Les étudiants formés à l'animation aujourd'hui «peuvent finir par faire une pub avec un yaourt qui fait du skateboard ou travailler sur un personnage secondaire d'une grosse franchise», a encore développé le réalisateur.

«Le "stop motion" c'est différent» car il garantit un espace de créativité plus grand, a-t-il défendu. «C'est un art qui reste hautement expérimental. C'est un peu la force rebelle dans le monde de l'animation qui refuse de se rendre», a-t-il salué.

«Le "stop motion" c'est la réalisation de films», a complété le PDG de Netflix, Ted Sarandos, présent aux Gobelins pour s'adresser aux étudiants, et qui soutient le projet financièrement.

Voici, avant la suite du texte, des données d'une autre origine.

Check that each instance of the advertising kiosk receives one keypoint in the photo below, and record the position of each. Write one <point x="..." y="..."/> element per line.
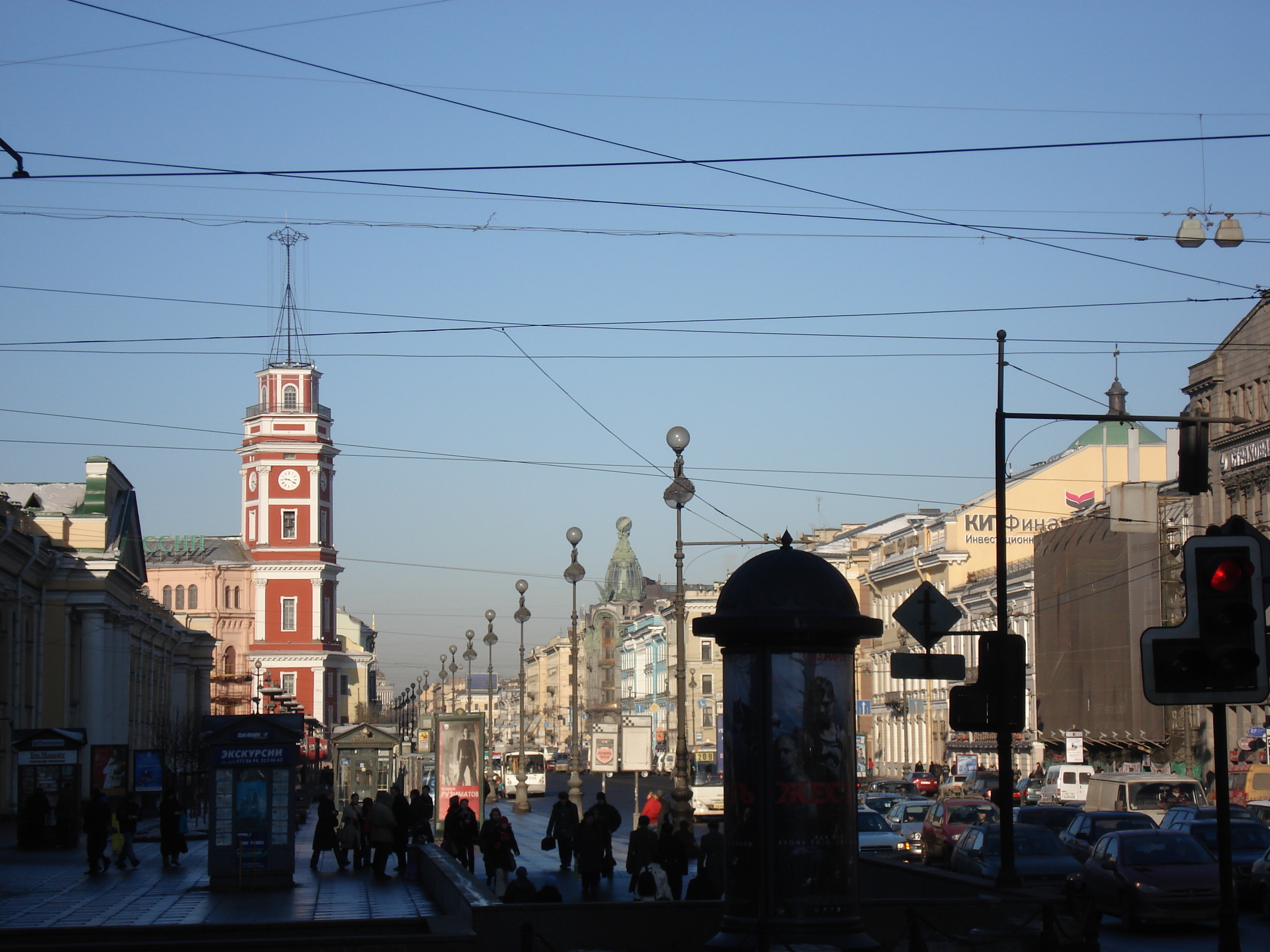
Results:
<point x="252" y="789"/>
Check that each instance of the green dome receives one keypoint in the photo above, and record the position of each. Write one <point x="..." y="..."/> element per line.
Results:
<point x="1118" y="436"/>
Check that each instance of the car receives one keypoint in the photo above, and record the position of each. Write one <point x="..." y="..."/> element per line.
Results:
<point x="1151" y="876"/>
<point x="925" y="783"/>
<point x="875" y="837"/>
<point x="906" y="819"/>
<point x="1179" y="815"/>
<point x="1040" y="860"/>
<point x="1250" y="841"/>
<point x="1086" y="829"/>
<point x="1056" y="819"/>
<point x="945" y="822"/>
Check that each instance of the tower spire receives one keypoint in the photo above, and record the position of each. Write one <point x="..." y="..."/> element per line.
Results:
<point x="289" y="348"/>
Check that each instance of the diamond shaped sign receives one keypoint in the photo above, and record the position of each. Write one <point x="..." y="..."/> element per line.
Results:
<point x="928" y="615"/>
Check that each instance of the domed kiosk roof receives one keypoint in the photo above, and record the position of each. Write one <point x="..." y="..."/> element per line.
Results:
<point x="787" y="597"/>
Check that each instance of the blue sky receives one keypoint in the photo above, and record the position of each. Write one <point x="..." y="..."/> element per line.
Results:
<point x="833" y="78"/>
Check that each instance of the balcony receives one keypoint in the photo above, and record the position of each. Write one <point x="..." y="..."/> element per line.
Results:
<point x="310" y="408"/>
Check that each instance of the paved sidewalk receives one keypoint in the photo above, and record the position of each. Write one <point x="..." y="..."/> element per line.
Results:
<point x="50" y="889"/>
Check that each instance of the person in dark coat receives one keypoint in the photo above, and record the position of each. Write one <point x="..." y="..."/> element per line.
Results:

«C'est la conception des costumes, la conception des décors, l'éclairage, la caméra, chaque discipline que vous utilisez pour faire un film, vous l'utilisez dans l'animation en "stop motion"», a souligné M. Sarandos.

Les détails du projet - investissement, équipements nécessaires, taille du studio - seront discutés ces prochains mois. "La date de lancement complet du studio sera annoncée ultérieurement", selon l'école.